Loin de me laisser abattre par sa tentative de me décourager, je lui ai demandé combien était-il prêt à investir pour ce projet. Il me répondit alors : « Mille cinq cents euros ! » J’en suis sorti content, j’avais la première somme pour démarrer.
La suite se passa plutôt bien, excepté quelques déceptions inévitables ici et là. À mon retour en Israël, j’avais en main une somme suffisante pour quelques mois. Au début du mois d’Eloul 5763, le Collel rouvrit ses portes dans le Beth Hamidrach Touv Daat, à Beitar, sous sa forme définitive. Nous étions 18 Avrékhim au total et le thème de l’étude portait sur les lois de Zimoun (bénédiction spéciale récitée avant le Birkat Hamazone lorsque trois hommes attablés ensemble ont mangé du pain).

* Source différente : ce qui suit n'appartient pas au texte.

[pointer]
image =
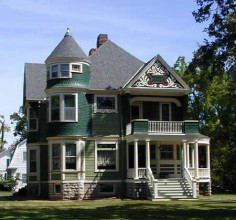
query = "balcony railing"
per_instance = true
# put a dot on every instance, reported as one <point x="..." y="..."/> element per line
<point x="144" y="126"/>
<point x="165" y="126"/>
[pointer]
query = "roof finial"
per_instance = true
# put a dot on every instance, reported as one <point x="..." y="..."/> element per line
<point x="68" y="32"/>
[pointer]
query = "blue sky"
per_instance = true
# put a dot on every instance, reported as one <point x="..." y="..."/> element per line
<point x="30" y="30"/>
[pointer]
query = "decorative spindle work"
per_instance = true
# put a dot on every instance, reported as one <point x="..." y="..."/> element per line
<point x="157" y="76"/>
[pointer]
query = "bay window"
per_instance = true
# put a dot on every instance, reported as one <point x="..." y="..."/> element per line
<point x="63" y="107"/>
<point x="106" y="156"/>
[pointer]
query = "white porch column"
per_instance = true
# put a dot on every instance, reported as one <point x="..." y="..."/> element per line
<point x="147" y="154"/>
<point x="187" y="156"/>
<point x="184" y="154"/>
<point x="196" y="158"/>
<point x="136" y="159"/>
<point x="208" y="156"/>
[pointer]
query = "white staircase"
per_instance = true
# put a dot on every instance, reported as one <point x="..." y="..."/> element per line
<point x="176" y="188"/>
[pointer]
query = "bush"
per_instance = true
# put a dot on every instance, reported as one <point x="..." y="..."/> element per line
<point x="9" y="184"/>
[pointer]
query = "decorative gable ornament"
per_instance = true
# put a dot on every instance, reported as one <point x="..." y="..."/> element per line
<point x="157" y="76"/>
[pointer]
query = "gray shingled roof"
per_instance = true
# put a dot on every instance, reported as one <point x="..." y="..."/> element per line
<point x="34" y="81"/>
<point x="112" y="67"/>
<point x="68" y="47"/>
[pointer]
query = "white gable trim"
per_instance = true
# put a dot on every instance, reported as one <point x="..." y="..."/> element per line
<point x="141" y="81"/>
<point x="155" y="99"/>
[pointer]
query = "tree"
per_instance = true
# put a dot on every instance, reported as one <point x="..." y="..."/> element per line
<point x="20" y="122"/>
<point x="3" y="129"/>
<point x="213" y="102"/>
<point x="220" y="49"/>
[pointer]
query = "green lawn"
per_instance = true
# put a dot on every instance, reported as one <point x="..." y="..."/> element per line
<point x="214" y="207"/>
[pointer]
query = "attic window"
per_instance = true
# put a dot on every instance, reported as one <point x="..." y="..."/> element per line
<point x="63" y="70"/>
<point x="105" y="103"/>
<point x="76" y="68"/>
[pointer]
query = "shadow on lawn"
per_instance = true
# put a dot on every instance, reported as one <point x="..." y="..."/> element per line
<point x="126" y="209"/>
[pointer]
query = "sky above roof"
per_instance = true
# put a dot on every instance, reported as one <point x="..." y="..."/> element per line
<point x="30" y="30"/>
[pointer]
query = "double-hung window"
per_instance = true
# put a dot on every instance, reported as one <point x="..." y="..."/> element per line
<point x="167" y="152"/>
<point x="32" y="161"/>
<point x="106" y="156"/>
<point x="32" y="120"/>
<point x="70" y="156"/>
<point x="63" y="107"/>
<point x="105" y="103"/>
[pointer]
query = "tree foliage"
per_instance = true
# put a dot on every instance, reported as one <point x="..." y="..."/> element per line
<point x="3" y="129"/>
<point x="220" y="49"/>
<point x="19" y="120"/>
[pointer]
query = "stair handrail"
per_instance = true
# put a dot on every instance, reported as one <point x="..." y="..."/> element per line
<point x="191" y="181"/>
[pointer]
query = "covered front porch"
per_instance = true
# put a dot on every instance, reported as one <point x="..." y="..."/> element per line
<point x="161" y="159"/>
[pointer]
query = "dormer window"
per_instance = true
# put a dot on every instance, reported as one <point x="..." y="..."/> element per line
<point x="63" y="70"/>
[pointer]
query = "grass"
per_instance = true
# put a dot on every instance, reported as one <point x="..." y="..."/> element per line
<point x="214" y="207"/>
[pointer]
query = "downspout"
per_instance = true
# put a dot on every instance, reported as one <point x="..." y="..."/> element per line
<point x="122" y="145"/>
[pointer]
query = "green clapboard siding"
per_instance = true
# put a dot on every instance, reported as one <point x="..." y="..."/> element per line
<point x="80" y="128"/>
<point x="32" y="178"/>
<point x="78" y="80"/>
<point x="90" y="173"/>
<point x="191" y="127"/>
<point x="71" y="176"/>
<point x="106" y="124"/>
<point x="56" y="176"/>
<point x="32" y="137"/>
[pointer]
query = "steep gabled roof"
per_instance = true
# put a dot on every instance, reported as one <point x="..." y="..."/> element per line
<point x="34" y="81"/>
<point x="112" y="67"/>
<point x="68" y="47"/>
<point x="156" y="74"/>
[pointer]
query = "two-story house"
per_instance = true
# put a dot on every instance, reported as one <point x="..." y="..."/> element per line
<point x="108" y="124"/>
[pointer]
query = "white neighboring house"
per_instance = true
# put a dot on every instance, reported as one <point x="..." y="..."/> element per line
<point x="17" y="166"/>
<point x="5" y="157"/>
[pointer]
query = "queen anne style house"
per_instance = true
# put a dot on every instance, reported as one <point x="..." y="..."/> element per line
<point x="109" y="124"/>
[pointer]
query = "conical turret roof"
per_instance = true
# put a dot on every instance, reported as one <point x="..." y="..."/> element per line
<point x="68" y="47"/>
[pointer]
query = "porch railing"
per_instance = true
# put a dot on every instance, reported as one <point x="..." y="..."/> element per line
<point x="203" y="173"/>
<point x="192" y="182"/>
<point x="153" y="182"/>
<point x="165" y="126"/>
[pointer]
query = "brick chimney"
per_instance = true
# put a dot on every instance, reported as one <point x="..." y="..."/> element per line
<point x="92" y="51"/>
<point x="102" y="38"/>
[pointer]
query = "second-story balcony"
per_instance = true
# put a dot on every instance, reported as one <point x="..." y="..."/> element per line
<point x="144" y="126"/>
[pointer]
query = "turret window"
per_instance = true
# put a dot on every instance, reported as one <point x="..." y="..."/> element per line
<point x="63" y="107"/>
<point x="63" y="70"/>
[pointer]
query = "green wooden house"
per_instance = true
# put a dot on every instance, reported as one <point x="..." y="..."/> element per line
<point x="109" y="125"/>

L’étude du Collel est portée depuis son premier jour sur la connaissance et l’approfondissement de la Halakha. Elle démarre par l’étude des textes du Talmud et ceux des Richonim (premiers décisionnaires), pour conclure sur l’avis du Choul’han Aroukh et du Michna Broura. Ceci afin de donner aux étudiants une vue d’ensemble et détaillée de l’enchaînement méticuleux de la mise en forme finale de la Halakha. Tout cela dans un cadre dynamique, afin d’éviter toute forme de nonchalance dans l’étude quotidienne.
Il m’incombe à cette occasion de remercier le Rav Avraham Weig Chlita, Roch Yéchiva de Torah-Or, avec qui j’ai partagé des moments fabuleux lorsque j’étudiais à ses côtes dans le Beth Haknesset « Minyan Avrékhim », à Bayt Vagan, il y a quinze ans, car c’est de lui que j’ai calqué cette manière d’aborder l’étude. Mon cœur languit encore la douceur de l’étude faite sous sa direction, et c’est cela qui m’a donné l’envie et la force de créer un cadre d’étude identique.